Objective motor skill assessment plays a critical role in fields such as surgery, where proficiency is vital for certification and patient safety. Existing assessment methods, however, rely heavily on subjective human judgment, which introduces bias and limits reproducibility. While recent efforts have leveraged kinematic data and neural imaging to provide more objective evaluations, these approaches often overlook the dynamic neural mechanisms that differentiate expert and novice performance. This study proposes a novel method for motor skill assessment based on dynamic directed functional connectivity (dFC) as a neural biomarker. By using electroencephalography (EEG) to capture brain dynamics and employing an attention-based Long Short-Term Memory (LSTM) model for non-linear Granger causality analysis, we compute dFC among key brain regions involved in psychomotor tasks. Coupled with hierarchical task analysis (HTA), our approach enables subtask-level evaluation of motor skills, offering detailed insights into neural coordination that underpins expert proficiency. A convolutional neural network (CNN) is then used to classify skill levels, achieving greater accuracy and specificity than established performance metrics in laparoscopic surgery. This methodology provides a reliable, objective framework for assessing motor skills, contributing to the development of tailored training protocols and enhancing the certification process.

Deep Learning for Video-Based Assessment of Endotracheal Intubation Skills

Endotracheal intubation (ETI) is an emergency procedure performed in civilian and combat casualty care settings to establish an airway. Objective and automated assessment of ETI skills is essential for the training and certification of healthcare providers. However, the current approach is based on manual feedback by an expert, which is subjective, time- and resource-intensive, and is prone to poor inter-rater reliability and halo effects. This work proposes a framework to evaluate ETI skills using single and multi-view videos. The framework consists of two stages. First, a 2D convolutional autoencoder (AE) and a pre-trained self-supervision network extract features from videos. Second, a 1D convolutional enhanced with a cross-view attention module takes the features from the AE as input and outputs predictions for skill evaluation. The ETI datasets were collected in two phases. In the first phase, ETI is performed by two subject cohorts: Experts and Novices. In the second phase, novice subjects perform ETI under time pressure, and the outcome is either Successful or Unsuccessful. A third dataset of videos from a single head-mounted camera for Experts and Novices is also analyzed. The study achieved an accuracy of 100% in identifying Expert/Novice trials in the initial phase.
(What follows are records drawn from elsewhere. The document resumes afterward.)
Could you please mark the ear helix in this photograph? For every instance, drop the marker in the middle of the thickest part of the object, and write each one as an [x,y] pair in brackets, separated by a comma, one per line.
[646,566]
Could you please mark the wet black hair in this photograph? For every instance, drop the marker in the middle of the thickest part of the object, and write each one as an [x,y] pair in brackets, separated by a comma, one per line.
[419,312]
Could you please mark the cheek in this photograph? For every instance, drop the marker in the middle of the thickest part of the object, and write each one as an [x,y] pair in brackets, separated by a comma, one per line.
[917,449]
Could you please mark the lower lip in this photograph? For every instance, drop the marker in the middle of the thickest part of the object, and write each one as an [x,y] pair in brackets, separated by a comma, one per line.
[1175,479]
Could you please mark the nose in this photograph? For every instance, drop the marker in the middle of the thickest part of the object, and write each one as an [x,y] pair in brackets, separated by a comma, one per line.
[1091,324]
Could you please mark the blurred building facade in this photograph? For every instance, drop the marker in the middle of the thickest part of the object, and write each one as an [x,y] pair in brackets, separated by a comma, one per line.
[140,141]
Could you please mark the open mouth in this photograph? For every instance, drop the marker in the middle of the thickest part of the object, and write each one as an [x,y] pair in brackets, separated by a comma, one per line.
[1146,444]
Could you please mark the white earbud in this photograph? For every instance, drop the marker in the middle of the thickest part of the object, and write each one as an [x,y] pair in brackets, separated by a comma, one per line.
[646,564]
In the second phase, the model showed 85% accuracy in classifying Successful/Unsuccessful procedures. Using head-mounted cameras alone, the model showed a 96% accuracy on Expert and Novice classification while maintaining an accuracy of 85% on classifying successful and unsuccessful. In addition, GradCAMs are presented to explain the differences between Expert and Novice behavior and Successful and Unsuccessful trials. The approach offers a reliable and objective method for automated assessment of ETI skills.

Video-based Formative and Summative Assessment of Surgical Tasks using Deep Learning

To ensure satisfactory clinical outcomes, surgical skill assessment must be objective, time-efficient, and preferentially automated - none of which is currently achievable. Video-based assessment (VBA) is being deployed in intraoperative and simulation settings to evaluate technical skill execution. However, VBA remains manually- and time-intensive and prone to subjective interpretation and poor inter-rater reliability. Herein, we propose a deep learning (DL) model that can automatically and objectively provide a high-stakes summative assessment of surgical skill execution based on video feeds and low-stakes formative assessment to guide surgical skill acquisition. Formative assessment is generated using heatmaps of visual features that correlate with surgical performance. Hence, the DL model paves the way to the quantitative and reproducible evaluation of surgical tasks from videos with the potential for broad dissemination in surgical training, certification, and credentialing.